AI and cyber security important pointers: AI and cyber security are interconnected. Making Data all the more relevant and important.

Challenges and Limitations for AI functioning

1. Data Quality: AI requires high-quality, relevant data to learn and improve.

2. Model Drift: AI models can become outdated, reducing effectiveness.

3. Explainability: AI decisions may be difficult to interpret, making it challenging to understand detection logic.

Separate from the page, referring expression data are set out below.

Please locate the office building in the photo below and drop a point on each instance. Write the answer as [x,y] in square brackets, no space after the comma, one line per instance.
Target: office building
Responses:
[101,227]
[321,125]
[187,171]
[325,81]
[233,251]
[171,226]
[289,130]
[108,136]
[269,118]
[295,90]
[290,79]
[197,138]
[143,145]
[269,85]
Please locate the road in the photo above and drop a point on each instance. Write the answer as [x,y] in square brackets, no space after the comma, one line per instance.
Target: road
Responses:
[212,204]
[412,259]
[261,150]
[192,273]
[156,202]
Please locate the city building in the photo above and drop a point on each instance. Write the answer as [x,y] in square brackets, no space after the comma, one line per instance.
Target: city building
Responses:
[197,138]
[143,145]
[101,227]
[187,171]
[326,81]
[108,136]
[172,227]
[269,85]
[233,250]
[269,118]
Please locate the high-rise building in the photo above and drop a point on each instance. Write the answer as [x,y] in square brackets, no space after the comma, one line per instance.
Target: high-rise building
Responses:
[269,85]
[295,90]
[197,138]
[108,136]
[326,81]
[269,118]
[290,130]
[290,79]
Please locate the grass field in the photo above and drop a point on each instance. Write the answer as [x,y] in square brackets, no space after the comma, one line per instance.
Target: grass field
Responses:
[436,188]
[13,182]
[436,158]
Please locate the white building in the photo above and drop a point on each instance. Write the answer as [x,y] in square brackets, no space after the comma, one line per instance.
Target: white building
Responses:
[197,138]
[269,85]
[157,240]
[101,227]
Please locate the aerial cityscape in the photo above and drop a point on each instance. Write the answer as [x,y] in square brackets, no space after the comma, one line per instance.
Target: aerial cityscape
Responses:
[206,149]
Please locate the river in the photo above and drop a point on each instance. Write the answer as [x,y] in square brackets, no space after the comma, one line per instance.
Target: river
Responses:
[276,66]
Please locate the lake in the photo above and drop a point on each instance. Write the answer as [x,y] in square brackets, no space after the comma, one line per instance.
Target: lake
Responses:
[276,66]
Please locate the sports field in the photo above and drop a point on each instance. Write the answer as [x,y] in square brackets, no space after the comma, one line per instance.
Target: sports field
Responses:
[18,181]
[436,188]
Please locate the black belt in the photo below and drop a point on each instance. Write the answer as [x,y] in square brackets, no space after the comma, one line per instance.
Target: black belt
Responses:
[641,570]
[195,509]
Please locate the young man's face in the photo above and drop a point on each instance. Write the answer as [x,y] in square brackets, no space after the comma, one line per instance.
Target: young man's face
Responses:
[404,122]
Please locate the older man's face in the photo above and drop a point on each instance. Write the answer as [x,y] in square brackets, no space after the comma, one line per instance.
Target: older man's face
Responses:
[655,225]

4. Adversarial Attacks: Attackers can manipulate AI systems using adversarial tactics.

5. Bias and Fairness: AI systems can perpetuate existing biases if not designed with fairness in mind.

Cybersecurity Threats to AI Systems

1. Data Poisoning: Manipulating training data to compromise AI model integrity.

2. Model Inversion: Reverse-engineering AI models to extract sensitive information.

3. Adversarial Attacks: Crafting inputs to mislead or deceive AI systems.

4. AI Model Theft: Stealing or exploiting AI models for malicious purposes.

5. AI System Compromise: Exploiting vulnerabilities in AI systems to gain unauthorized access.

Types of Attacks

1. Evasion Attacks: Manipulating inputs to evade detection or classification.

2. Poisoning Attacks: Contaminating training data to compromise model integrity.

3. Replay Attacks: Reusing previously recorded data to deceive AI systems.

4. Impersonation Attacks: Mimicking legitimate users or systems to gain unauthorized access.

5. Data Manipulation Attacks: Altering data to influence AI decision-making.

Regulations and Guidelines

1. GDPR: EU’s General Data Protection Regulation.

2. AI Ethics Guidelines: EU’s guidelines for trustworthy AI.

3. Fairness, Accountability, and Transparency (FAT): Principles for AI development.

4. IEEE Global Initiative on Ethics in Action: AI ethics standards.

5. _ACM Fairness, Accountability, and Transparency (FAT)_*: Conference series.